Le cloud gaming en quelques mots

Le « cloud gaming » est un service à la demande permettant de jouer à des jeux vidéo dernière génération sur l’ensemble des équipements du foyer (TV, smartphone, tablette), à la manière du streaming.

De nombreux avantages pour les utilisateurs…

Le cloud gaming, via la dématérialisation, offre bien plus qu’un simple gain financier et temporel aux joueurs. Il permet de repenser l’expérience client à plusieurs niveaux.

C’est d’abord la possibilité de jouer sur n’importe quelle plateforme (Linux, Windows, Mac OS..). Un simple écran et un appareil connecté à internet permettent de jouer à des jeux, et ce, quelle que soit la puissance de calcul nécessaire.

De plus, les utilisateurs peuvent accéder aux dernières versions des jeux, le tout sans téléchargement ni installation de logiciels.

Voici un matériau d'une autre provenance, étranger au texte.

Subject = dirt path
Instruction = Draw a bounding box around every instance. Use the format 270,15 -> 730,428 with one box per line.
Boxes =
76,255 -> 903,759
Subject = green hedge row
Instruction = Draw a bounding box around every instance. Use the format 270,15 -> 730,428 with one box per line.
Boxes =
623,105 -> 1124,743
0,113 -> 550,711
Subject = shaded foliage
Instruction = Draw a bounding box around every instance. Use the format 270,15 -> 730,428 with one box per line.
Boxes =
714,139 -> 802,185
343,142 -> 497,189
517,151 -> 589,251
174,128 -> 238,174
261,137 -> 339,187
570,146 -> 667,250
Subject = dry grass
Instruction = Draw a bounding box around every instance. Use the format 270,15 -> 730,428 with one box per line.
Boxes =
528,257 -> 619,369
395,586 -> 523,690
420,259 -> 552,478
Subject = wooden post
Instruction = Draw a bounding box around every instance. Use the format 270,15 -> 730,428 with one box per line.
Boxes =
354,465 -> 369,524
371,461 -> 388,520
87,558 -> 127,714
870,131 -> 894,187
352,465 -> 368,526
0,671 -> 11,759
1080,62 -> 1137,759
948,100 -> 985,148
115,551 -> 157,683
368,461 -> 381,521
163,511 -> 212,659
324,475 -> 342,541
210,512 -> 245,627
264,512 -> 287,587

C’est enfin un bon moyen de répondre aux problèmes d’espaces sur le disque dur : les serveurs sont mis à jour en permanence de manière transparente.

…en dépit de quelques inconvénients notables

Les détracteurs à la dématérialisation lui reprochent la nécessité d’être connecté à internet en permanence. Le second reproche porte sur les temps de latence supplémentaires. Il y a par ailleurs une crainte d’assister à la généralisation d’un modèle de type « netflix » pour les jeux vidéo. La multiplication des acteurs pourrait en effet obliger les utilisateurs à s’abonner à de multiples plateformes).

Un marché très concurrentiel

Quand les start-ups attaquent les géants des jeux vidéos

Les premières avancées technologiques concrètes en matière de cloud gaming ont vu le jour au milieu des années 2000. Parmi les plus avancées se trouve « Shadow », le service de la start-up Blade lancé en 2015. Il permet d’accéder à une bibliothèque de jeux vidéo en streaming.
La même année, Nvidia, entreprise spécialisée dans la conception de processeurs et de cartes graphiques, a lancé GeForce Now. Ce service de cloud gaming est accessible en France depuis janvier 2018 mais toujours en version beta.

Le service le plus populaire du marché est probablement «Playstation Now» de Sony. Le business model est un peu différent de celui de ses concurrents. Il s’agit d’un service d’abonnement mensuel (14,99€/mois en France) qui donne accès à plus de 500 jeux accessibles en streaming. D’après les estimations, le service engrangerait près de 52% des revenus générés par les services d’accès à des jeux vidéo par abonnement.

Quid des GAFAM?

Les GAFAM [2], ces géants du net, commencent aussi à surfer sur la vague, persuadés qu’après la musique et la vidéo, la révolution du streaming va toucher le monde du jeu vidéo.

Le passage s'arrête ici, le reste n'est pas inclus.